Advancing Health Insurance Stability and Quality for Kids
Despite significant state and federal efforts to cover kids, including the State Children’s Health Insurance Program, 9.2 million Americans under the age of 19 (12.1 percent of all Americans) went without health insurance in 2001, according to the U.S. Census Bureau. Such a lack of coverage can have serious clinical and financial consequences for children and their parents, such as children not receiving critical preventative care, including immunizations. At the same time, even children with coverage don’t necessarily receive high quality care. To cite one example, immunization rates for children two or younger in 2000 were below the Childhood Immunization Initiative’s goal of at least 90 percent.
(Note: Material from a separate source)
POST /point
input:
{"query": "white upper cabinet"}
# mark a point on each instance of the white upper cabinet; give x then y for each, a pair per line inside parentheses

How extensive are these problems? What can states and the federal government do to promote better quality of care and more extensive coverage? Are there new proposals to bolster coverage and quality and if so, how effective would they be in insuring the most children at the lowest cost? What kind of reception will such proposals get in state capitols and on Capitol Hill in the near future and in the longer term?
To help examine these questions and others, the Alliance for Health Reform and the Commonwealth Fund cosponsored a December 8, 2003 briefing. Speakers represented different viewpoints: Ed Schor of The Commonwealth Fund; Sarah Shuptrine of the Southern Institute on Children and Families; Mary Kennedy of the Minnesota Department of Human Services; and Cindy Mann of Georgetown University. Ed Howard of the Alliance moderated the discussion.